It’s no secret that we are huge fans of Avery Hill Publishing here at Pipedream Comics. Their unique brand of thoughtful and esoteric comics has introduced us to the likes of Rachael Smith, Tille Walden and many more. And the latest to join this glorious roster of creators is Zoe Thorogood, with The Impending Blindness of Billie Scott.
Publisher: Avery Hill Publishing
Writer: Zoe Thorogood
Artist: Zoe Thorogood
Price: £12.99 from Avery Hill Publishing
The story follows struggling artist Billie, who is hit with a life altering double whammy – a commission from a gallery to produce 10 portraits, and the news that she is going to go blind in two weeks. It’s a powerful and emotive scenario that sets Billie off on a journey of discovery, looking for something unique to say in the limited time she has left. She heads off to London and begins wandering the streets, encountering a fascinating cross section of misfits, from drunk girls on a hen party to musician Rachel who becomes her new guiding light. And they all become her muses.
This is one of those books which has such a perfect concept that you cannot help but get swept along for the ride. The concept of having the clock ticking in the background gives Billie’s adventures a sense of impending tragedy, yet it is all done without a sense of desperate urgency (this isn’t some high octane action thriller after all!). It makes you think about what you would do if you only had two weeks to do the things you wanted to do before your life is changed for ever. It’s also a really interesting sideways look into the creative process and how imagination and creativity can be sharpened through a fixed point deadline and how that can produce more interesting and diverse results.
It also feels like it has even greater resonance in a post-Covid world, where so many of us have had our own life altering moments.
It really helps that Billie’s illness isn’t terminal as it means the story retains an element of optimism throughout and allows for an uplifting ending which sees her achieve triumph out of her tragedy.
As you would expect in a story about a struggling artist it looks beautiful, with Thorogood having a really distinctive, sketchy, hand-drawn style that is packed full of detail and personality. The limited use of colour compliments the line work well to give the whole thing a sketchbook infused, hand drawn style which emphasises the intimate nature of the story, yet it has the intricacy needed to make Billie’s artistic elements come to the fore. The style is quite different to what we might have expected for this kind of story though, and the almost stretched way that Zoe renders her characters gives it a real unique feel that separates it from other books and should stand her in good stead for having a unique voice long term. She also has a wonderful eye for composition, which is brilliant exemplified in the images of Billie’s final portraits or some of the more surreal dream like moments which accompany Billie’s more contemplative moments.
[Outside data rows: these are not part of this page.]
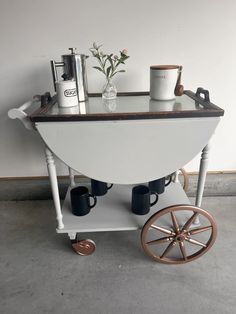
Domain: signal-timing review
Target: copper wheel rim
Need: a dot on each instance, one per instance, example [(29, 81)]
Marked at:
[(84, 247), (181, 236)]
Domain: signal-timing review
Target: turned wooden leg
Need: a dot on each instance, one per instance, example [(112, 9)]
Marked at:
[(72, 177), (54, 186), (202, 177)]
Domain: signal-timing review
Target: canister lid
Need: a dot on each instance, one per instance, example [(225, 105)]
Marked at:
[(164, 67)]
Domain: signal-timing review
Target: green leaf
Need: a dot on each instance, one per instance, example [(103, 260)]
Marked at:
[(99, 69)]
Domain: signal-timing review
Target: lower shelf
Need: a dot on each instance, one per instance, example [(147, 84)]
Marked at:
[(113, 210)]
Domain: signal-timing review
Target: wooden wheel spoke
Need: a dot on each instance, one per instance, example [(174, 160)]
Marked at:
[(183, 250), (168, 249), (174, 221), (161, 240), (168, 246), (199, 230), (164, 230), (190, 221), (196, 242)]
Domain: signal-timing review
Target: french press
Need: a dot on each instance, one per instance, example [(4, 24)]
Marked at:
[(74, 67)]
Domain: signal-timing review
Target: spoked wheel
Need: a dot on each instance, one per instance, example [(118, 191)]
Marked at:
[(170, 237), (84, 247)]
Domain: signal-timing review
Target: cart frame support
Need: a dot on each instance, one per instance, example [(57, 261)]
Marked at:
[(54, 186)]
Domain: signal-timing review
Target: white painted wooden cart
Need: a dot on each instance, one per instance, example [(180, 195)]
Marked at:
[(126, 142)]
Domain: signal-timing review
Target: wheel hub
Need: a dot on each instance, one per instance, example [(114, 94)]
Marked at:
[(180, 237)]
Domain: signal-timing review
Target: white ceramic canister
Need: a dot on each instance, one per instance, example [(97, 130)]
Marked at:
[(163, 80), (66, 94)]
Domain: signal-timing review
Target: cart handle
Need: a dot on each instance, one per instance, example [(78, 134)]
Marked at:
[(201, 91), (19, 113)]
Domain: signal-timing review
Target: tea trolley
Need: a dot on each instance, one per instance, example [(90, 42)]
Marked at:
[(128, 141)]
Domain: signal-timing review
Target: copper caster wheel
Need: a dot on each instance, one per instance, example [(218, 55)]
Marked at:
[(84, 247), (170, 237)]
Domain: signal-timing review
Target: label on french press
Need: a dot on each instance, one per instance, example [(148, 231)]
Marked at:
[(70, 92)]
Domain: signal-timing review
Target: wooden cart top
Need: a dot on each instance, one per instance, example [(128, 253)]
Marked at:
[(130, 106)]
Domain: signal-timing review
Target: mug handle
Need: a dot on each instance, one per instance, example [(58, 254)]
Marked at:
[(109, 187), (95, 200), (169, 177), (154, 193)]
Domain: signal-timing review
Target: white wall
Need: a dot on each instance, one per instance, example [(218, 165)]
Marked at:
[(200, 35)]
This is one of those stories, where you are left wondering how much of it is true and how much it is fiction. Like the best work in small press (and in particular those from Avery Hill) it blurs the line between reality and fiction to create this wonderful world which you enjoy inhabiting with character who are engaging and likeable. They have such a believability and realism to them, that they feel as if they have just walked onto the page from the streets, while Billie is a really compelling and very believable heroine, who could have been gloomy or disgruntled at her diagnosis but instead balances her conflicting emotions in a really interesting way, often being more upset about not delivering her artwork than the life altering moment she is about to undergo.
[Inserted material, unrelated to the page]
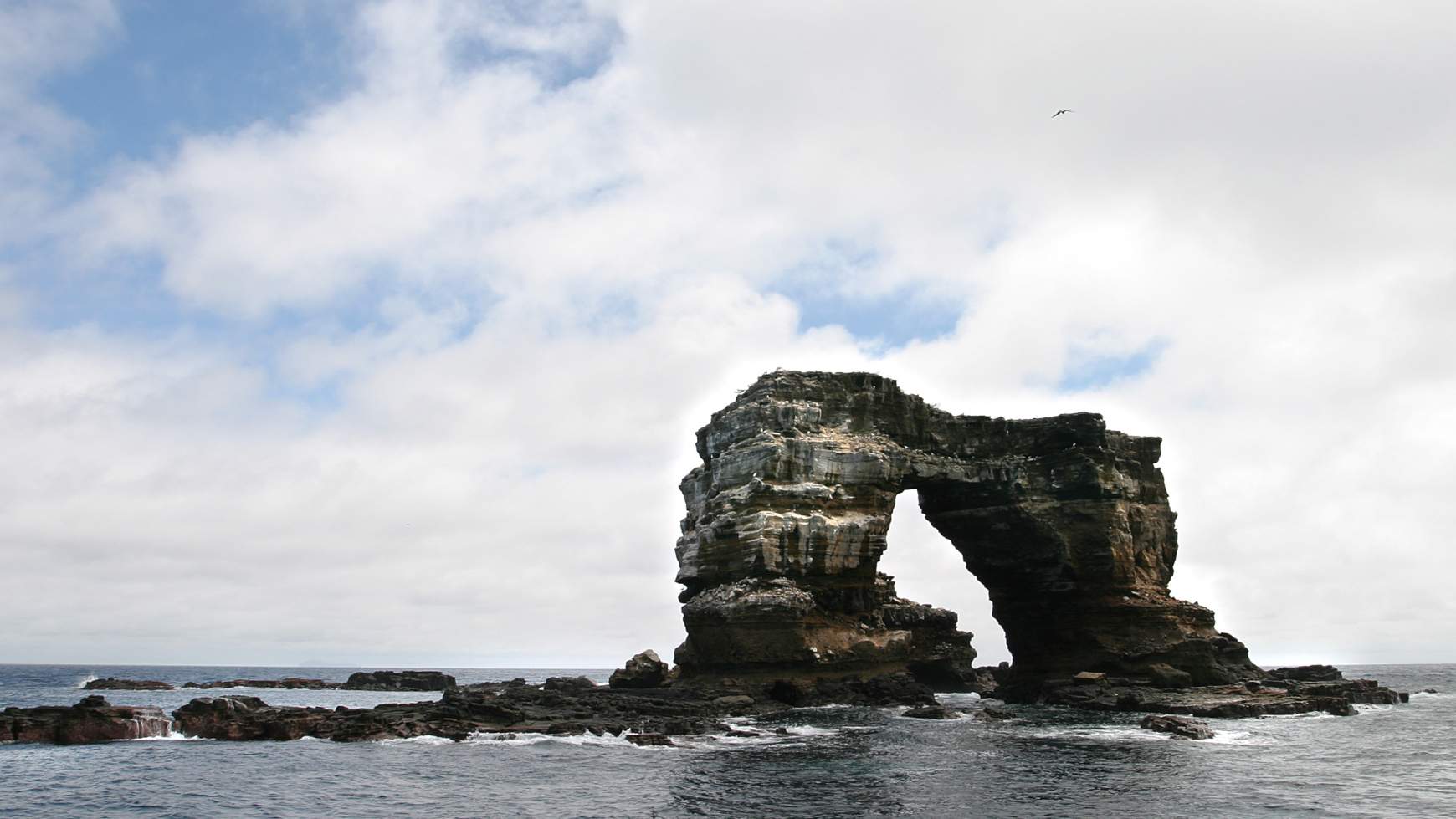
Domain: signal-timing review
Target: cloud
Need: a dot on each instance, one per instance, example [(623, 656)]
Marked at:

It’s an inspiring and positive story rather than a tragedy. As is sometimes the case with Avery Hill books this has the potential to be overshadowed by more high profile releases (especially with them having to adjust their releases schedule and overlap books as a result of Covid), however we hope it doesn’t get lost in the shuffle as it is a really interesting and potentiality underrated story that manages to perfectly balance readability with a concept which will really make you think about your own place in the world and how you can make the most of it.